The WORLD From The WATCHMAN
The Watchman was the outermost headland of our coast and a landmark from afar—a great gray hill on the point of Good Promise by the Gate; our craft, running in from the Hook-an’-Line grounds off Raven Rock, rounded the Watchman and sped thence through the Gate and past Frothy Point into harbour. It was bold and bare—scoured by the weather—and dripping wet on days when the fog hung thick and low. It fell sharply to the sea by way of a weather-beaten cliff, in whose high fissures the gulls, wary of the hands of the lads of the place, wisely nested; and within the harbour it rose from Trader’s Cove, where, snug under a broken cliff, stood our house and the little shop and storehouse and the broad drying-flakes and the wharf and fish-stages of my father’s business. From the top there was a far, wide outlook—all sea and rock: along the ragged, treeless coast, north and south, to the haze wherewith, in distances beyond the ken of lads, it melted; and upon the thirty wee white houses of our folk, scattered haphazard about the harbour water, each in its own little cove and each with its own little stage and great flake; and over the barren, swelling rock beyond, to the blue wilderness, lying infinitely far away.
I shuddered when from the Watchman I looked upon the wilderness.
“’Tis a dreadful place,” I had heard my father say. “Men starves in there.”
This I knew to be true, for, once, I had seen the face of a man who came crawling out.
“The sea is kinder,” I thought.
Whether so or not, I was to prove, at least, that the wilderness was cruel.
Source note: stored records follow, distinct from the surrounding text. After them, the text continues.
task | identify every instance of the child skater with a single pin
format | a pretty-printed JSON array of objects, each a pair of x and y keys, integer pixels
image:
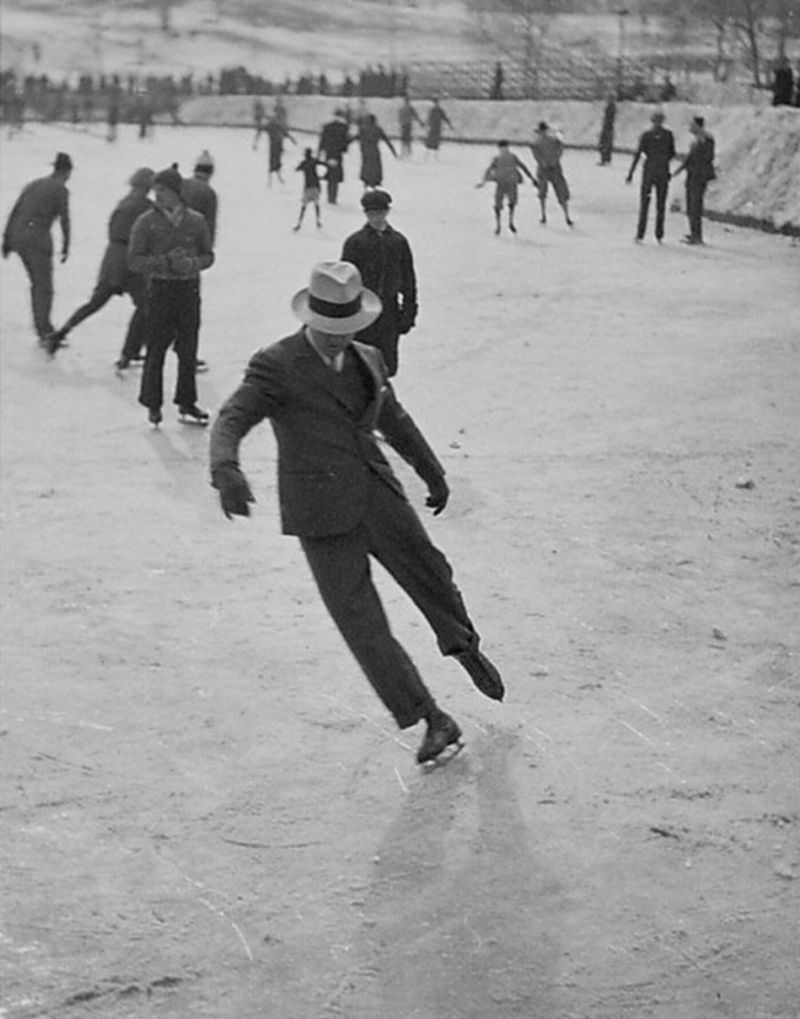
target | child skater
[
  {"x": 505, "y": 170},
  {"x": 311, "y": 189}
]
One blue day, when the furthest places on sea and land lay in a thin, still haze, my mother and I went to the Watchman to romp. There was place there for a merry gambol, place, even, led by a wiser hand, for roaming and childish adventure—and there were silence and sunlit space and sea and distant mists for the weaving of dreams—ay, and, upon rare days, the smoke of the great ships, bound down the Straits—and when dreams had worn the patience there were huge loose rocks handy for rolling over the brow of the cliff—and there was gray moss in the hollows, thick and dry and soft, to sprawl on and rest from the delights of the day. So the Watchman was a playground for my mother and me—my sister, my elder by seven years, was all the day long tunefully busy about my father’s comfort and the little duties of the house—and, on that blue day, we climbed the broken cliff behind our house and toiled up the slope beyond in high spirits, and we were very happy together; for my mother was a Boston maid, and, though she turned to right heartily when there was work to do, she was not like the Labrador born, but thought it no sin to wander and laugh in the sunlight of the heads when came the blessed opportunity.
“I’m fair done out,” said I, at last, returning, flushed, from a race to Beacon Rock.